A Design Space Evaluation of Grid Processor Architectures

Ramadass Nagarajan, Karthikeyan Sankaralingam, Doug Burger and Stephen W. Keckler


In this paper, we survey the design space of a new class of architectures called Grid Processor Architectures (GPAs). These architectures are designed to scale with technology, allowing faster clock rates than conventional architectures while providing superior instruction-level parallelism on traditional workloads and high performance across a range of application classes. A GPA consists of an array of ALUs, each with limited control, connected by a thin operand network. Programs are executed by mapping blocks of statically scheduled instructions to the ALU array and executing them dynamically in dataflow order. This organization enables the critical paths of instruction blocks to be executed on chains of ALUs without transmitting temporary values back to the register file, avoiding most of the large, unscalable structures that limit the scalability of conventional architectures.

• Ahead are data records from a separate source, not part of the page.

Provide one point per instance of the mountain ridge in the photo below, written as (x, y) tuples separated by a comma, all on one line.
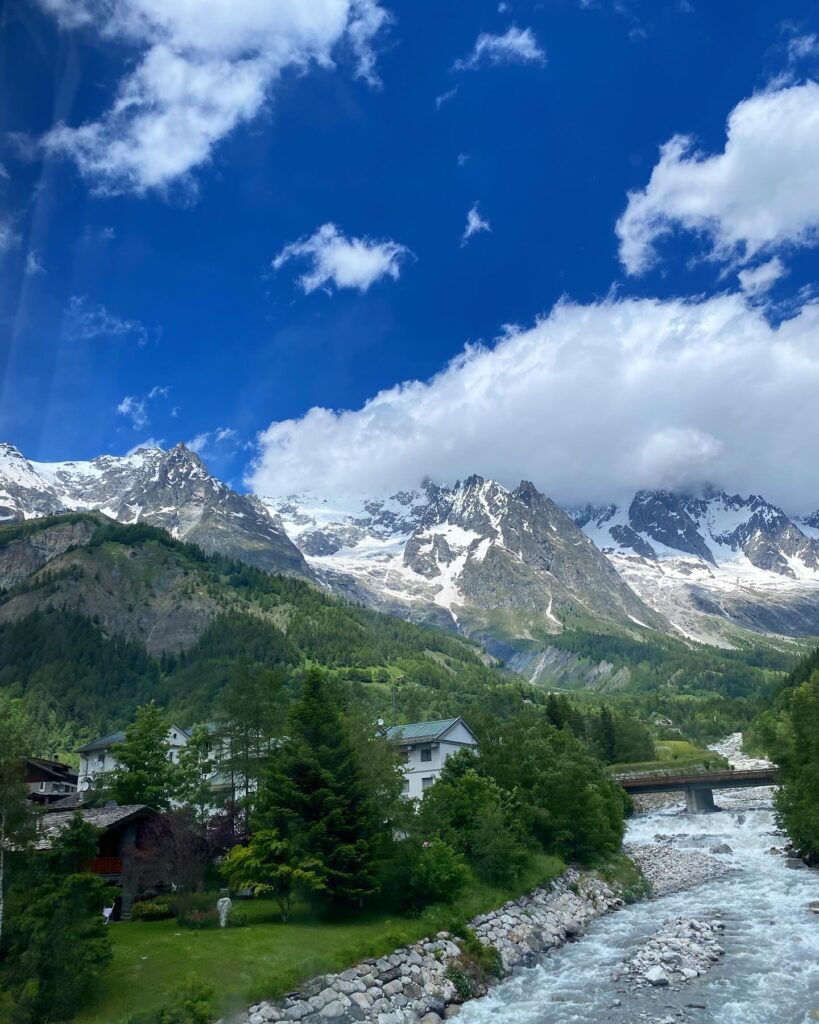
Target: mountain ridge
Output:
[(505, 565)]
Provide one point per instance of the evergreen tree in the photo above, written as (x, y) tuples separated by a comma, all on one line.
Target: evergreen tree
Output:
[(604, 736), (15, 811), (315, 801), (144, 773), (252, 715)]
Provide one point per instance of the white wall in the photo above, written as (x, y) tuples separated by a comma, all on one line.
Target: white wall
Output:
[(420, 774), (95, 762)]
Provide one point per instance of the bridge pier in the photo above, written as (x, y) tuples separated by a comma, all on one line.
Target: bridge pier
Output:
[(699, 800)]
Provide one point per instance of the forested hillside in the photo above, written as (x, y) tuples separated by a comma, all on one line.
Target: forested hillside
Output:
[(788, 733), (187, 617)]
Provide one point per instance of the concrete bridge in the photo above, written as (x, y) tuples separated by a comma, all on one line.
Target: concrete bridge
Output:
[(698, 786)]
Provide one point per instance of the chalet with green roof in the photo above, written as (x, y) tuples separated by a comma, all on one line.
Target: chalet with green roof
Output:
[(425, 747)]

Finally, we present simulation results of a preliminary design, the GPA-1. With a half-cycle routing delay, we obtain performance roughly equal to an ideal 8-way, 512-entry window superscalar core. With no inter-ALU delay, perfect memory, and perfect branch prediction, the IPC of the GPA-1 is more than twice that of the ideal superscalar core, achieving an average of 11 IPC across nine SPEC CPU2000 and Mediabench benchmarks.